Abstract
Quantizing model weights is critical for reducing the communication and inference costs of large models. However, quantizing models -- especially to low precisions like int4 or int2 -- requires a trade-off in model quality; int2, in particular, is known to severely degrade model quality. Consequently, practitioners are often forced to maintain multiple models with different quantization levels or serve a single model that best satisfies the quality-latency trade-off.
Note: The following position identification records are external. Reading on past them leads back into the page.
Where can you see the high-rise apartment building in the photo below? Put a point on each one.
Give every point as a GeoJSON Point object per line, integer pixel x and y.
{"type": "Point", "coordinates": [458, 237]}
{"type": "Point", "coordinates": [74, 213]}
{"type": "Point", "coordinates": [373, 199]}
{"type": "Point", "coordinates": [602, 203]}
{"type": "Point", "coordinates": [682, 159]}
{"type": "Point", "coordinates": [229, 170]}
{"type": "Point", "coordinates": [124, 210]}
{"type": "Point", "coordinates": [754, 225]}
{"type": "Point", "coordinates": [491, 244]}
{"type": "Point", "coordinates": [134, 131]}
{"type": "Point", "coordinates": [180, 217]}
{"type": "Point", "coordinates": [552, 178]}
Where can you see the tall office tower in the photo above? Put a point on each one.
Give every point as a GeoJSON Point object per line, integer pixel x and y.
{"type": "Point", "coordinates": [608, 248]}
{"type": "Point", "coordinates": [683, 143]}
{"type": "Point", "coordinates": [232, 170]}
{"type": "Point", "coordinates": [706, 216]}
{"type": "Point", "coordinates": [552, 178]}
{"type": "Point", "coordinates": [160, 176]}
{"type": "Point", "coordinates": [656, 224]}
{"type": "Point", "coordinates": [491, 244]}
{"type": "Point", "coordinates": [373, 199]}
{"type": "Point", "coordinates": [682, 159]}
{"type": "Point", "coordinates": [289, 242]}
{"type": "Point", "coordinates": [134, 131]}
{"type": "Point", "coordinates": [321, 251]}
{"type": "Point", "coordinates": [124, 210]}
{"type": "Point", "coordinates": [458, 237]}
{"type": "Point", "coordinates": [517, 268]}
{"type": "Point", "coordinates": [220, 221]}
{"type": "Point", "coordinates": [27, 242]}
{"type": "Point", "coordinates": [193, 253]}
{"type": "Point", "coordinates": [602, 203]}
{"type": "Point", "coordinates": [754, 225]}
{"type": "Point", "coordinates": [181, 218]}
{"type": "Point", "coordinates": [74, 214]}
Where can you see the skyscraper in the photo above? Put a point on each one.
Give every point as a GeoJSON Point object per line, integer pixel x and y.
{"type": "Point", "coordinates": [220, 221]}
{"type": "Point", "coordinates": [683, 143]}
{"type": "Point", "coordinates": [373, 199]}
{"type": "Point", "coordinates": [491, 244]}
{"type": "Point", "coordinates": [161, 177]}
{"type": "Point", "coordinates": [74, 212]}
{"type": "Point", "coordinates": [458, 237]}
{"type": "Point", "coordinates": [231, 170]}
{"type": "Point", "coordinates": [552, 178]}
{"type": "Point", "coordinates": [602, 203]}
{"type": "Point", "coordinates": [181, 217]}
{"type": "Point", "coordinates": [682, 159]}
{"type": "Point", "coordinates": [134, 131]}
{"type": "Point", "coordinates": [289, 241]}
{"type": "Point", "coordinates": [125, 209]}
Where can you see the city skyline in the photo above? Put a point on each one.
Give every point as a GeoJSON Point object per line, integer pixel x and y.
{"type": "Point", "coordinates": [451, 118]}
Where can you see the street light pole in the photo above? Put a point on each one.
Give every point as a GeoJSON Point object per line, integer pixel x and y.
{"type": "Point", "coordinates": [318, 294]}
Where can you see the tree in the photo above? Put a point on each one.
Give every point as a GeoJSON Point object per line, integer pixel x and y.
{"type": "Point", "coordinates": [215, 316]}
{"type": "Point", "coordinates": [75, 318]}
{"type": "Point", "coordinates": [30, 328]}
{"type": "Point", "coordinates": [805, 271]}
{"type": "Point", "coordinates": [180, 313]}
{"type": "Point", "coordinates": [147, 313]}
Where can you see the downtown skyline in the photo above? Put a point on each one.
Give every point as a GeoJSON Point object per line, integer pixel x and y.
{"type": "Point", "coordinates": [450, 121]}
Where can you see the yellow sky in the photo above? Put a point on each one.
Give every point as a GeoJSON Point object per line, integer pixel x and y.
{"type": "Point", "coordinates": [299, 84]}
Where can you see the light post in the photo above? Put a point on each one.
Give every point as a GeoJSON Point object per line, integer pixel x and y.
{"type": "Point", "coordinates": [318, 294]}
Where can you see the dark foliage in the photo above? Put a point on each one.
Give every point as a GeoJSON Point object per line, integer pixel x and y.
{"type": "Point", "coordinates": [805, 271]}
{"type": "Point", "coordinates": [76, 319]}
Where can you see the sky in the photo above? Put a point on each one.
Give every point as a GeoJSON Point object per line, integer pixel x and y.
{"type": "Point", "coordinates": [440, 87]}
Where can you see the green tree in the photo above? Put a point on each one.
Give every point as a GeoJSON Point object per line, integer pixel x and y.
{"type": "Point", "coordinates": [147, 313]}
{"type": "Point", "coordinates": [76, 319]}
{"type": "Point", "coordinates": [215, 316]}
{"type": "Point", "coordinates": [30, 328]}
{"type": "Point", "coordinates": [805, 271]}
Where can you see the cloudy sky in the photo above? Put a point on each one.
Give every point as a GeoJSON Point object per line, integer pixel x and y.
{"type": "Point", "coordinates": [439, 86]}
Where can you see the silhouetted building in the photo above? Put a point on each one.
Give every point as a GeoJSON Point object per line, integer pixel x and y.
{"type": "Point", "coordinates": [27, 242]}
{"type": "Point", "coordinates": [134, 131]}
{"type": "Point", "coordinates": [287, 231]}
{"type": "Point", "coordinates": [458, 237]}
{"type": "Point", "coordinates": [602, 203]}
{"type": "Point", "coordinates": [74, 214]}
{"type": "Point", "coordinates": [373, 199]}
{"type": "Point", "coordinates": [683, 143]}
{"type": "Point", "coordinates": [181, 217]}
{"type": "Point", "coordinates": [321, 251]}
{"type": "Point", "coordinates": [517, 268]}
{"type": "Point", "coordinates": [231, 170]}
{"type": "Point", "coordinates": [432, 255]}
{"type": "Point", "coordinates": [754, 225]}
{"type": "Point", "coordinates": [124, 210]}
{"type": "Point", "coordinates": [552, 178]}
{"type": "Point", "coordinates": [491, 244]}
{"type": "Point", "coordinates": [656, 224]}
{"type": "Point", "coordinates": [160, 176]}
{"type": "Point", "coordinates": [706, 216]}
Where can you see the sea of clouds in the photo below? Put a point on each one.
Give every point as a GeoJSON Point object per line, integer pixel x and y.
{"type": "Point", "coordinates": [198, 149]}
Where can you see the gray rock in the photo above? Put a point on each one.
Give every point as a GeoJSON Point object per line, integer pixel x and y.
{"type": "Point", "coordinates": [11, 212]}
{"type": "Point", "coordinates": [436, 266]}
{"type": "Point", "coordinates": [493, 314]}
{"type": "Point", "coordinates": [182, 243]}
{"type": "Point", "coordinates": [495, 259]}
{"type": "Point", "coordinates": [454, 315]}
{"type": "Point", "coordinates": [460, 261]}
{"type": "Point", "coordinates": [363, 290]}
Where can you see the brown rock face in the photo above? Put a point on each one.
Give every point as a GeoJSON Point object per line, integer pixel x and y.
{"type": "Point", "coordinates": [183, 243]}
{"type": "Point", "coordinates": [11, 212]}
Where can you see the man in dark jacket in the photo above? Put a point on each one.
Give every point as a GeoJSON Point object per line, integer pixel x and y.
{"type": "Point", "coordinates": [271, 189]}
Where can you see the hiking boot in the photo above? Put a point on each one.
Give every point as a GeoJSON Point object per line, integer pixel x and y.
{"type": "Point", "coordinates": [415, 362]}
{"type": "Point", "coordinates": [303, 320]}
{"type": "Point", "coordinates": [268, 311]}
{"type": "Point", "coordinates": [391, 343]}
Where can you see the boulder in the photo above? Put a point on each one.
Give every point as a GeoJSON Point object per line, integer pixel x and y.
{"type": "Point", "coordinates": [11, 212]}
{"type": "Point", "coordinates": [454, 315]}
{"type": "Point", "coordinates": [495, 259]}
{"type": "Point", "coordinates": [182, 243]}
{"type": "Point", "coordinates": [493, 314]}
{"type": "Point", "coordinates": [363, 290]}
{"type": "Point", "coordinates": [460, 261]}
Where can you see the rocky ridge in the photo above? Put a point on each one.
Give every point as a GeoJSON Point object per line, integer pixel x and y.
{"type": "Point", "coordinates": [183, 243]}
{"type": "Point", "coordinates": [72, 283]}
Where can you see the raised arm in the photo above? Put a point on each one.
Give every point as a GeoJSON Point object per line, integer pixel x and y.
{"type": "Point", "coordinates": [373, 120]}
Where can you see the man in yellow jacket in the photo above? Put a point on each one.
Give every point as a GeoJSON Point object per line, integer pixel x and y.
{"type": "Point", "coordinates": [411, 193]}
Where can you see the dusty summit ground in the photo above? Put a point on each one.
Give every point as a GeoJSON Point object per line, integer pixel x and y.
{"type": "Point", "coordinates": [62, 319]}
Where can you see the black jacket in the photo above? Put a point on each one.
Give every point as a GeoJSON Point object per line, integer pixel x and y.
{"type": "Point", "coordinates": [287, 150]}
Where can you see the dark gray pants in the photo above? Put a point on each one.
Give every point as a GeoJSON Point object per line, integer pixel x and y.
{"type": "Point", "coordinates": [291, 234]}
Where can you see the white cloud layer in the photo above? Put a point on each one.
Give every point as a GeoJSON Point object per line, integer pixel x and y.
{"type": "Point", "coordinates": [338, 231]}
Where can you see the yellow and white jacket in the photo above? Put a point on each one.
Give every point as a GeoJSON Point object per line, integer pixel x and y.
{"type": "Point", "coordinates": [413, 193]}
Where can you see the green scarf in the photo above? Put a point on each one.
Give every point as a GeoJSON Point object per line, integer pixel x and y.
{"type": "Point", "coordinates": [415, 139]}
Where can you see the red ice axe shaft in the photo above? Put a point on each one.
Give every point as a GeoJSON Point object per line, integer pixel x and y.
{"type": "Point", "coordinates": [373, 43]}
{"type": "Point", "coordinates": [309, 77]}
On the other hand, integer data types, such as int8, inherently possess a nested (Matryoshka) structure where smaller bit-width integers, like int4 or int2, are nested within the most significant bits. This paper proposes Matryoshka Quantization (MatQuant), a novel multi-scale quantization technique that addresses the challenge of needing multiple quantized models. It allows training and maintaining just one model, which can then be served at different precision levels. Furthermore, due to the co-training and co-distillation regularization provided by MatQuant, the int2 precision models extracted by MatQuant can be up to 10% more accurate than standard int2 quantization (using techniques like QAT or OmniQuant). This represents significant progress in model quantization, demonstrated by the fact that, with the same recipe, an int2 FFN-quantized Gemma-2 9B model is more accurate than an int8 FFN-quantized Gemma-2 2B model.
Community
Any plans to release code?
This is an automated message from the Librarian Bot. I found the following papers similar to this paper.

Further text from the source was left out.